‘One minute per degree’ is a rule often touted among cold-water swimmers, but is it a reliable guideline? Heather Massey and Mike Tipton of the Extreme Environments Laboratory at the University of Plymouth investigate.
There is an inverse relationship between water temperature and rate of cooling (the colder the water, the faster your tissues cool). So, the idea that in-water duration is reduced as water temperature cools in winter and spring is not a bad starting point.
But the nature of the relationship between water temperature and deep body cooling rate varies hugely between individuals.
Also, focusing on this relationship ignores more important issues. Hypothermia is not the only problem associated with cold water immersion. Fixing the time in specific water temperatures isn’t helpful. This ‘guideline’ doesn’t address many situations.
Cold shock response
One of the most dangerous responses associated with immersion in cold water, the cold shock response, occurs immediately upon immersion in cold water. This is hazardous as soon as we get in, and occurs before deep body cooling happens, so we don’t have to wait for the end of the allotted time to start running into problems.

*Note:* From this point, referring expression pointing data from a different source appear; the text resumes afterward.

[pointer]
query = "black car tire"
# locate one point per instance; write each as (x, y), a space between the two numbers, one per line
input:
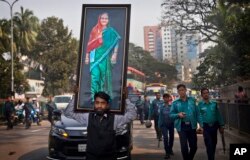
(129, 155)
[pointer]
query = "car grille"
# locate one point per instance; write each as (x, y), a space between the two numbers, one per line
(73, 151)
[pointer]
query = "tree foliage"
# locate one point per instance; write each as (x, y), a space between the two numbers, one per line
(26, 28)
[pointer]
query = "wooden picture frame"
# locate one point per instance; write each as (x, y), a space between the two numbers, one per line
(103, 55)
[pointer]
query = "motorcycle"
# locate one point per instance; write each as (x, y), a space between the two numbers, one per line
(33, 117)
(19, 117)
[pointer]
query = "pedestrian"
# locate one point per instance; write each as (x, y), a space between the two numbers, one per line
(8, 112)
(28, 108)
(101, 126)
(166, 124)
(146, 107)
(185, 114)
(241, 96)
(154, 113)
(212, 121)
(140, 109)
(51, 106)
(102, 52)
(36, 107)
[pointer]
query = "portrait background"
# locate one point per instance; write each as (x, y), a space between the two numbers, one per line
(119, 20)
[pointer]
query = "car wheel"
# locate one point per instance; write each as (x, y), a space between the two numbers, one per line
(129, 155)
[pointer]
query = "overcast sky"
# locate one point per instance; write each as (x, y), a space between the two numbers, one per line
(143, 13)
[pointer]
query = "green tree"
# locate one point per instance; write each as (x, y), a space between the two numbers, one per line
(5, 65)
(56, 50)
(26, 28)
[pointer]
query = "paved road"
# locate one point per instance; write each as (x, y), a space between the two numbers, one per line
(31, 144)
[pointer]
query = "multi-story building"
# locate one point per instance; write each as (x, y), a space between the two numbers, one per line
(188, 50)
(153, 41)
(169, 44)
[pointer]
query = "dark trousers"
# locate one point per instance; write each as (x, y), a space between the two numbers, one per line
(141, 115)
(188, 137)
(210, 139)
(157, 129)
(168, 137)
(146, 115)
(9, 121)
(50, 118)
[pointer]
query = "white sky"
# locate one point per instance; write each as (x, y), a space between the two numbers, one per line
(143, 13)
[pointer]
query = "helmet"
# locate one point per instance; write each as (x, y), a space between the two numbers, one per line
(148, 124)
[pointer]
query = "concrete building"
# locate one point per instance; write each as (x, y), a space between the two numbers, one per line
(153, 41)
(169, 44)
(188, 50)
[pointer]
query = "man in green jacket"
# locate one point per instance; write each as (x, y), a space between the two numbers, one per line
(212, 121)
(185, 114)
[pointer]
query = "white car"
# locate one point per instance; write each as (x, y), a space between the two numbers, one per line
(62, 101)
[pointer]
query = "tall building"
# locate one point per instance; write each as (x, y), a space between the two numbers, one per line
(153, 41)
(188, 50)
(169, 44)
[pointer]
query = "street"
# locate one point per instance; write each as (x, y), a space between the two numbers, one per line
(31, 144)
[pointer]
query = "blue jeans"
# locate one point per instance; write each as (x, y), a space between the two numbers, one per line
(188, 137)
(210, 139)
(168, 137)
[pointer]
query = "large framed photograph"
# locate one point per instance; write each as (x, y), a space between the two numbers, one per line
(103, 55)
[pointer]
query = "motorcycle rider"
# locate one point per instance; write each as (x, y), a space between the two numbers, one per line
(51, 106)
(28, 108)
(19, 111)
(36, 107)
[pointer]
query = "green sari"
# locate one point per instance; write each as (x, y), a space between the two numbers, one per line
(100, 63)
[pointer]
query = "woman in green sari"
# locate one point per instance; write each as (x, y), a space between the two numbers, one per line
(101, 54)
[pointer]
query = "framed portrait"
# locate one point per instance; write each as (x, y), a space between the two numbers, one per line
(103, 55)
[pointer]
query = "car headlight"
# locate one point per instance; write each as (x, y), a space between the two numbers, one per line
(122, 129)
(59, 131)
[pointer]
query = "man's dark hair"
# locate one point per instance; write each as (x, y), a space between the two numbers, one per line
(157, 93)
(240, 88)
(204, 89)
(181, 85)
(102, 95)
(166, 95)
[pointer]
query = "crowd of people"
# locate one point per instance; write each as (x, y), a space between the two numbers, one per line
(26, 111)
(184, 114)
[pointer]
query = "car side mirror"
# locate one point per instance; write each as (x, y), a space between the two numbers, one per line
(57, 114)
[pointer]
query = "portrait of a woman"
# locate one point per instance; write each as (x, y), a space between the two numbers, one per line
(101, 55)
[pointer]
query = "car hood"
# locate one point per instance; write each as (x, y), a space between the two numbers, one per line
(61, 105)
(68, 122)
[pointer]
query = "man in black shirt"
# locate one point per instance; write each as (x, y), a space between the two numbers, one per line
(102, 126)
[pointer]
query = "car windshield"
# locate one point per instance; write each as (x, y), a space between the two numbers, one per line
(62, 99)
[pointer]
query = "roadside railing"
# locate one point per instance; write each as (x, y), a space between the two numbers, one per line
(236, 115)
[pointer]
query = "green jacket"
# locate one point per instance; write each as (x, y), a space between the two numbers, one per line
(191, 111)
(209, 113)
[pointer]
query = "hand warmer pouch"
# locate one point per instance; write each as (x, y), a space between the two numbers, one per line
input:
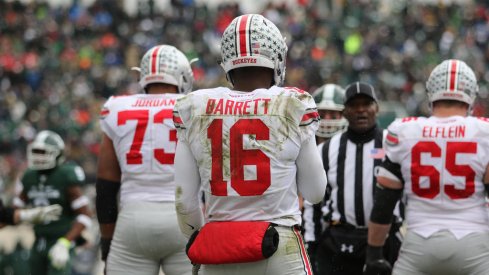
(233, 242)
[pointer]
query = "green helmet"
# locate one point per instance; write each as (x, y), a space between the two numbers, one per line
(330, 97)
(45, 151)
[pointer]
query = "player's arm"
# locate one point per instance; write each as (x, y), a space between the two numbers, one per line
(311, 177)
(107, 186)
(187, 180)
(486, 180)
(80, 206)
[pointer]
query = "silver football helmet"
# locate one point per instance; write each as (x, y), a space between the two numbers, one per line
(330, 97)
(251, 40)
(452, 80)
(45, 151)
(166, 64)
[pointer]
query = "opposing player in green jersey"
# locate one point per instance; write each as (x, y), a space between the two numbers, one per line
(49, 180)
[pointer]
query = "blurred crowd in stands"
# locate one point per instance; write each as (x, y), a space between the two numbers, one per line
(58, 65)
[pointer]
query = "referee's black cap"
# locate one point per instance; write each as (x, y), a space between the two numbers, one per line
(359, 88)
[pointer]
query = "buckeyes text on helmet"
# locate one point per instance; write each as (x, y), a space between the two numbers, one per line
(452, 80)
(45, 151)
(251, 40)
(330, 97)
(166, 64)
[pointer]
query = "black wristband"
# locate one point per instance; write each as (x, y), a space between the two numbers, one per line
(385, 200)
(374, 253)
(105, 248)
(106, 200)
(7, 215)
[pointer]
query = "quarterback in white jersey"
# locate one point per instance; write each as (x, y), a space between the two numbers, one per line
(441, 165)
(251, 150)
(137, 162)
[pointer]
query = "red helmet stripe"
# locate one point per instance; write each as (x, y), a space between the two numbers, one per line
(242, 28)
(153, 64)
(453, 66)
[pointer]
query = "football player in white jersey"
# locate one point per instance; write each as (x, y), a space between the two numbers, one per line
(252, 150)
(441, 165)
(136, 161)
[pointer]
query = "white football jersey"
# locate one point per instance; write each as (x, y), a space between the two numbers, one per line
(442, 162)
(246, 145)
(145, 139)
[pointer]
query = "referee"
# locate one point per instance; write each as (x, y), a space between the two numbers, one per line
(336, 229)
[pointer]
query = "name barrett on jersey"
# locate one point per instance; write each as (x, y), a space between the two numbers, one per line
(220, 106)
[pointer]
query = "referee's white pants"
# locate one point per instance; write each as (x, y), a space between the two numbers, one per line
(146, 237)
(443, 254)
(289, 259)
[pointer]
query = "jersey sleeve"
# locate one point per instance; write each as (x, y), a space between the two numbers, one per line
(105, 114)
(392, 141)
(483, 130)
(310, 117)
(182, 115)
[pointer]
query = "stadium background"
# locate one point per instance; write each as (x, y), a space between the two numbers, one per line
(60, 60)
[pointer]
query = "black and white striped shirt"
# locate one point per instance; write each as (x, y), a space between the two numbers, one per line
(349, 160)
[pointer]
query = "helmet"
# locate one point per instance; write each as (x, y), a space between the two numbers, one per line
(251, 40)
(46, 151)
(166, 64)
(452, 80)
(330, 97)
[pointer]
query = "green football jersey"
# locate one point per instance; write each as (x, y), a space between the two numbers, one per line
(48, 187)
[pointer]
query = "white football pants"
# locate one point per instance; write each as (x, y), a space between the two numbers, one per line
(443, 254)
(146, 237)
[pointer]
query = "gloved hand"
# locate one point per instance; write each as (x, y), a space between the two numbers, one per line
(59, 254)
(42, 214)
(311, 251)
(375, 264)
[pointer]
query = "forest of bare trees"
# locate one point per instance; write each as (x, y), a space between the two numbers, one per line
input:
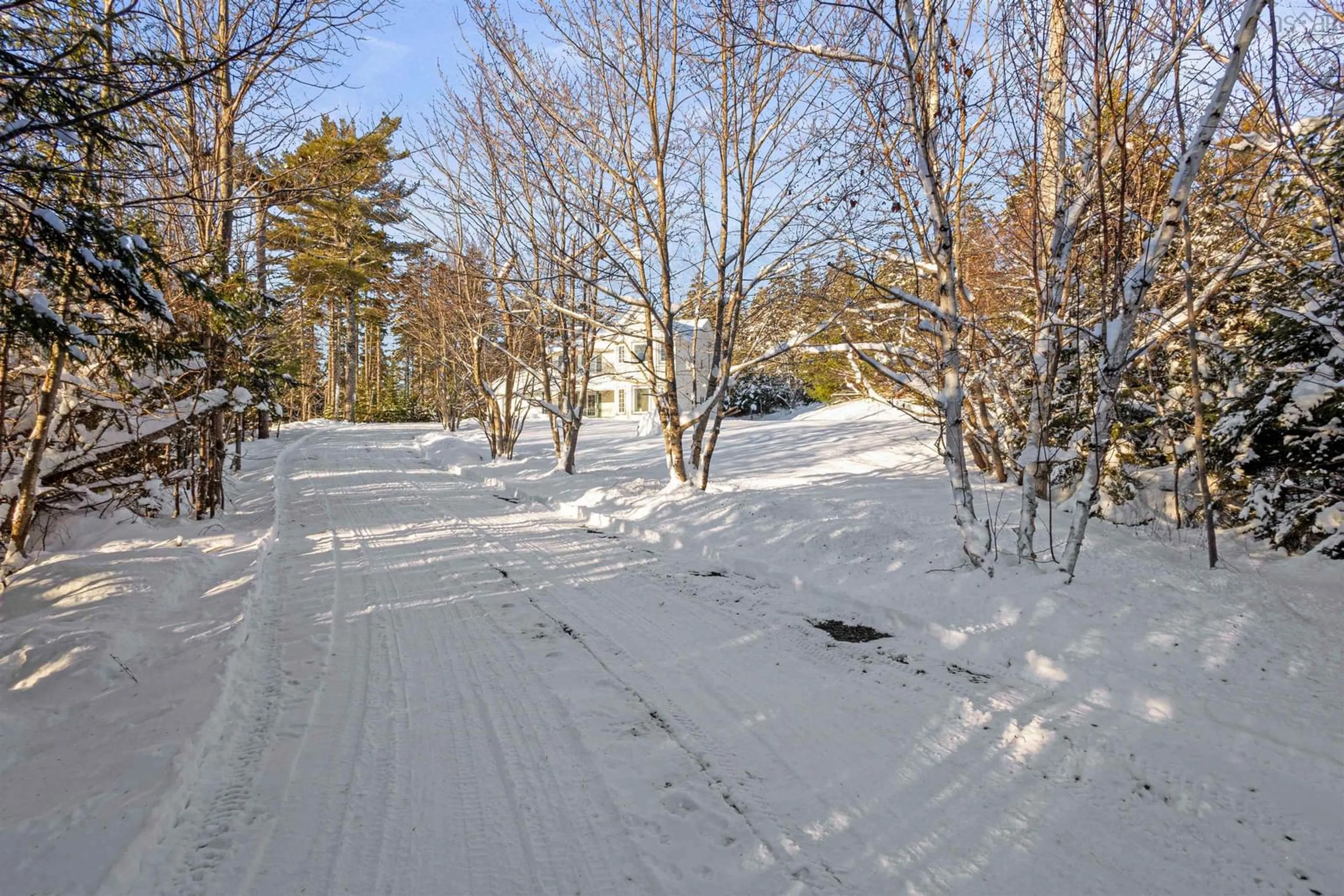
(1097, 245)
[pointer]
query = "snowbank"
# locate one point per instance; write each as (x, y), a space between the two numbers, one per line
(113, 652)
(1205, 706)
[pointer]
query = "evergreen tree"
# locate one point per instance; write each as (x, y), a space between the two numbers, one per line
(341, 199)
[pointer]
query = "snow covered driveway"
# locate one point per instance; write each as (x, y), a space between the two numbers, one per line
(445, 691)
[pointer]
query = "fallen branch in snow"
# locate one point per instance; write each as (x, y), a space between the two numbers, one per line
(124, 668)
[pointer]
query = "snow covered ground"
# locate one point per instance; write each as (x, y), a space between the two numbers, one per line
(451, 676)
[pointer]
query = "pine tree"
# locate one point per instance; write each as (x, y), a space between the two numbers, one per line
(341, 199)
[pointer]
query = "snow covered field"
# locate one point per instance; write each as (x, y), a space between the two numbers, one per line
(398, 668)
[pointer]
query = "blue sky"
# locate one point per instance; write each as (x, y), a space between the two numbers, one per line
(397, 68)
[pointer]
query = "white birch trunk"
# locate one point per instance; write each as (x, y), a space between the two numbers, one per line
(1139, 280)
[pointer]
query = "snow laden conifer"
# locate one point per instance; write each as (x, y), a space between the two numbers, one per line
(78, 281)
(1280, 437)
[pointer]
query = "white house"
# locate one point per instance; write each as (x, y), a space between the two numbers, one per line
(620, 385)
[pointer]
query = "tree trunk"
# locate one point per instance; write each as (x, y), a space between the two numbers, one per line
(351, 354)
(1139, 280)
(25, 504)
(1050, 275)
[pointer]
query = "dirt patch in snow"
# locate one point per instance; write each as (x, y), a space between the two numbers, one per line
(846, 632)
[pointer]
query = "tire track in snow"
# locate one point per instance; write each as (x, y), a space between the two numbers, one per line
(430, 753)
(1049, 746)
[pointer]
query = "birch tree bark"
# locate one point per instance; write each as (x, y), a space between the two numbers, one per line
(1140, 277)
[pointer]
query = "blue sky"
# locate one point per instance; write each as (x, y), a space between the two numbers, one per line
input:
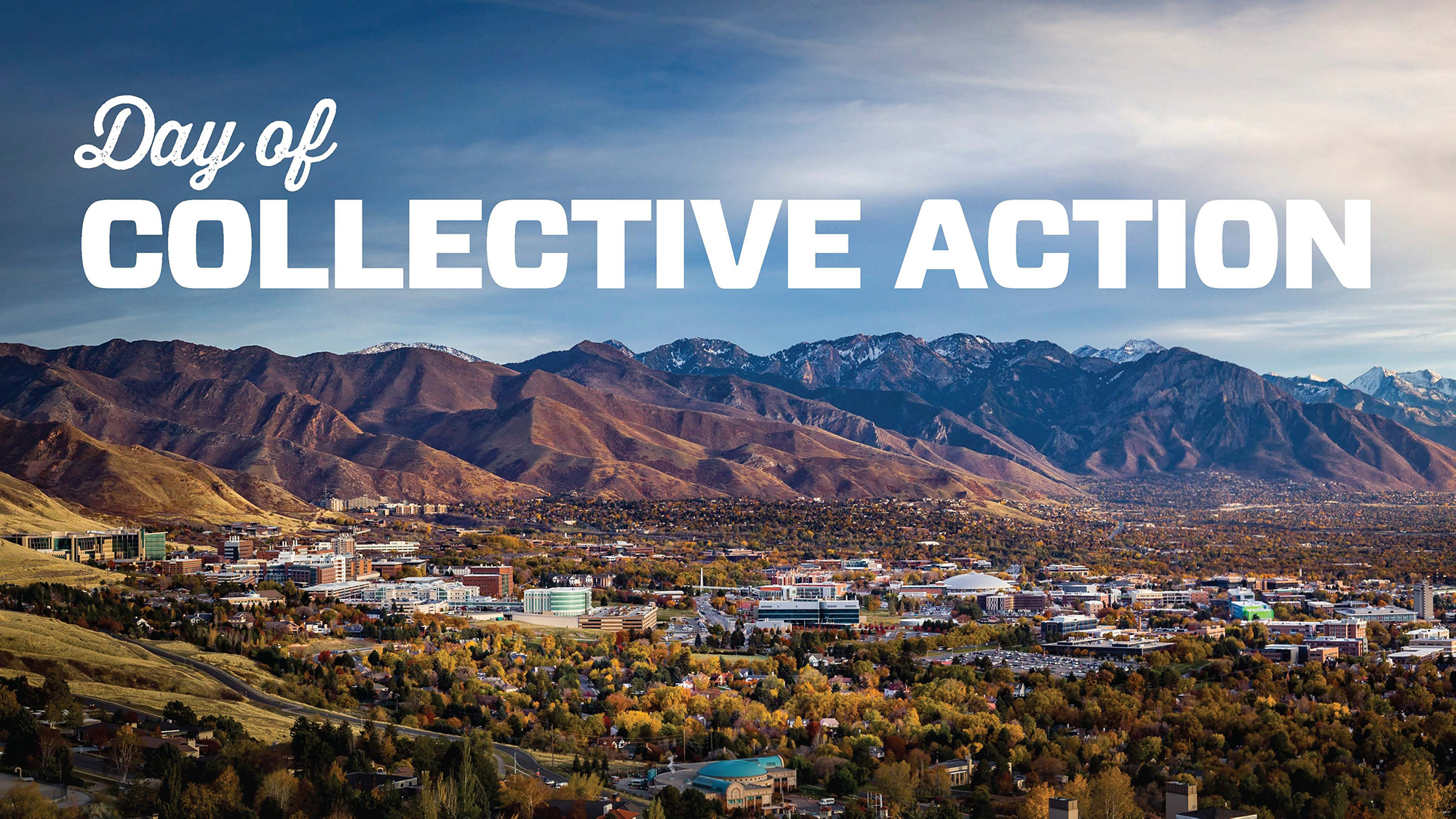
(888, 104)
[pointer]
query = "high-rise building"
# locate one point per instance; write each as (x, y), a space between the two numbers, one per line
(562, 602)
(236, 549)
(490, 581)
(843, 613)
(1424, 602)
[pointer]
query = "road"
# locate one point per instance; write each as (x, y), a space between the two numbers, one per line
(712, 616)
(514, 757)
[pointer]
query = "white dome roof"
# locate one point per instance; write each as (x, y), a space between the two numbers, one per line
(974, 583)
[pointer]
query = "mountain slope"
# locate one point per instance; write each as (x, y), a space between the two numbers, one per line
(427, 426)
(1428, 417)
(24, 508)
(1169, 411)
(129, 482)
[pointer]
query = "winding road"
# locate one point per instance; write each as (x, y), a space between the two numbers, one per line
(514, 759)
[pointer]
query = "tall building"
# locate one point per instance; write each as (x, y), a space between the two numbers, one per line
(236, 549)
(490, 581)
(562, 602)
(842, 613)
(1424, 600)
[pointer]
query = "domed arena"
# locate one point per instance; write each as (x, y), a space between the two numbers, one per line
(974, 584)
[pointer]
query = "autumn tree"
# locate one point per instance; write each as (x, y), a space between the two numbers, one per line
(1412, 792)
(897, 782)
(1035, 804)
(1105, 796)
(525, 795)
(124, 751)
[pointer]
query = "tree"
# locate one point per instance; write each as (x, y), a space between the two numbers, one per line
(27, 802)
(1035, 804)
(897, 782)
(181, 714)
(935, 785)
(583, 786)
(1105, 796)
(1412, 792)
(525, 795)
(124, 751)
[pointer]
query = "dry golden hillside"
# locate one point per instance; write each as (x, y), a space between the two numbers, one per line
(101, 667)
(24, 508)
(127, 482)
(21, 565)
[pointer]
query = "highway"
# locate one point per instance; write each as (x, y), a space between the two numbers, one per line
(513, 757)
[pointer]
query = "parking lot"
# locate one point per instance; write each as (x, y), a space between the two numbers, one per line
(1059, 667)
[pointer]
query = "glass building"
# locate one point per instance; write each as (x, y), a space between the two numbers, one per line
(564, 602)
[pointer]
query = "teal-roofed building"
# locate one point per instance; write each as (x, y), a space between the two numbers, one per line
(744, 783)
(1251, 610)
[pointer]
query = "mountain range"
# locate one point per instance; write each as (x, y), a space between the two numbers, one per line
(177, 431)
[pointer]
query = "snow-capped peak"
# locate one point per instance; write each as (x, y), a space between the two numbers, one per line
(392, 347)
(1421, 383)
(1130, 351)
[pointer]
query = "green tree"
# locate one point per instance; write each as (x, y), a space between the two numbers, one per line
(1412, 792)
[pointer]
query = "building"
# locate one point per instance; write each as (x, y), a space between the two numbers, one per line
(251, 529)
(974, 584)
(79, 548)
(180, 567)
(1249, 610)
(1375, 613)
(1297, 654)
(1056, 628)
(139, 543)
(1102, 648)
(957, 770)
(804, 591)
(811, 613)
(1292, 628)
(619, 619)
(1342, 629)
(1181, 802)
(1347, 647)
(562, 602)
(491, 581)
(1424, 594)
(236, 549)
(411, 596)
(744, 785)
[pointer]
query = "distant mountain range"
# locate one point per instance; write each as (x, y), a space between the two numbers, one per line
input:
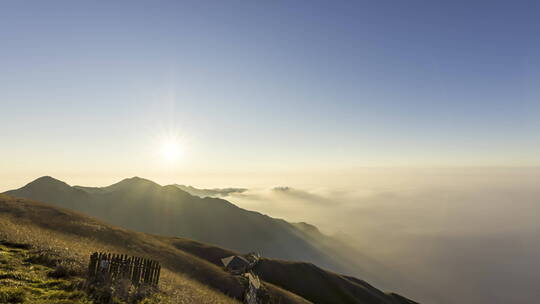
(286, 282)
(142, 205)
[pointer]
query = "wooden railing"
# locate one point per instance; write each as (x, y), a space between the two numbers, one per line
(120, 266)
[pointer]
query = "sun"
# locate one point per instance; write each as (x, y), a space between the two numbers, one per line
(170, 150)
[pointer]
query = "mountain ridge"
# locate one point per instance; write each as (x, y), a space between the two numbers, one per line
(142, 205)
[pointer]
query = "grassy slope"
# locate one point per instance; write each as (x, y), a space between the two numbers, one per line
(24, 280)
(185, 278)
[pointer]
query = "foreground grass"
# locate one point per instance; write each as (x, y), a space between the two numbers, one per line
(22, 281)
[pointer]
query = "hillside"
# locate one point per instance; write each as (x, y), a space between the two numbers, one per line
(145, 206)
(189, 266)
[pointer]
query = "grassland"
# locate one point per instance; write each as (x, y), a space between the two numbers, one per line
(72, 237)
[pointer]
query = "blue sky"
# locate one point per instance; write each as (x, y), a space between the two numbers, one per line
(269, 84)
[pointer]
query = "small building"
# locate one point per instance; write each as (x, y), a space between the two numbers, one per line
(236, 264)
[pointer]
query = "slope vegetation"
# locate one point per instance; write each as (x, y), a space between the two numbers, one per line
(190, 267)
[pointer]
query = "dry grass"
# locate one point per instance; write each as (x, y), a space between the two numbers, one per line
(50, 247)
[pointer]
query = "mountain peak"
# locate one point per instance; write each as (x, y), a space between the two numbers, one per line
(48, 181)
(134, 182)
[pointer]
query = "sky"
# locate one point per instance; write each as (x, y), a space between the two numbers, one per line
(264, 90)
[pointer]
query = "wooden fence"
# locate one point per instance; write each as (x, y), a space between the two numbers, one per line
(120, 266)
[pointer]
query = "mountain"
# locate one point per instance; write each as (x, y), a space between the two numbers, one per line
(142, 205)
(189, 266)
(215, 192)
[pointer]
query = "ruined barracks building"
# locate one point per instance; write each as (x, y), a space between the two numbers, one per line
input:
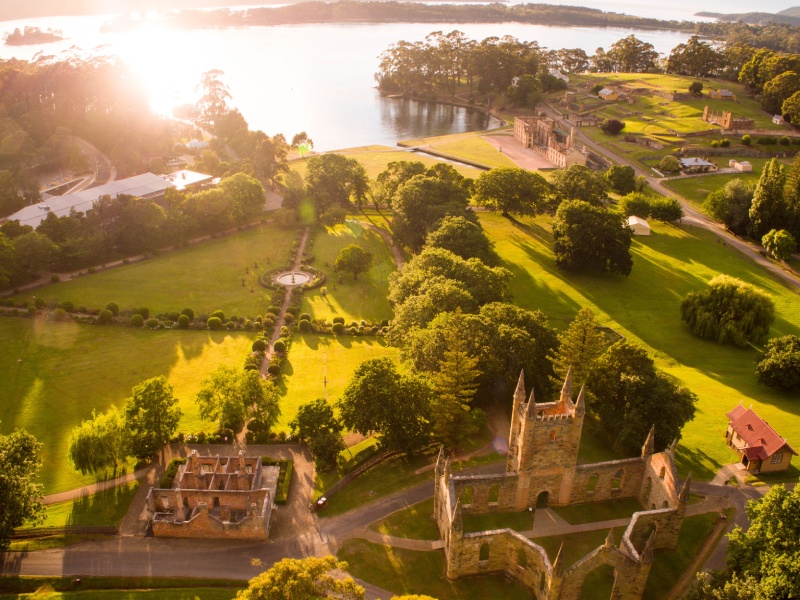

The relationship between water temperature and the magnitude of the cold shock response is not linear or straight forward (ie, the colder the water, does not always mean the cold shock response is greater).
Down to the individual
There is much individual variability in our response to cold water exposure. Cold water swimmers are a varied bunch differing in body size and composition, experience and activity level. All of which will impact the rate of muscle, nerve and deep body cooling.
So, in fact while one person may be experiencing severe symptoms associated with rapid cooling (of the superficial muscles and nerves used for swimming or wading), others will not. One rule will not fit all.
Although we are learning more about the impact of non-freezing cold injuries (pain and/or tingling in all/some of the extremities when cold exposed), we still don’t know what dose of cold (the temperature and duration of exposure) can injure your extremities. it is likely that this dose will vary between individuals.
The rule doesn’t account for the environmental conditions you are exposed to, the air temperature, wind, waves, currents that may exacerbate the problems associated with extremity and deep body cooling in wild swimming conditions during and after the swim.
It is not possible to have one rule to cover all of these eventualities. While simple messaging is great, if it oversimplifies or ignores serious hazards it is of limited utility.
Build up gradually
While many will see these durations as aspirational, some will seek to “push the limits”. If you are considering this, ensure you are fit and healthy to do so, build up gradually in terms of your exposure to colder water and the duration in which you spend in the water. Also ensure there is appropriate safety supervision and medical cover to support you in these goals.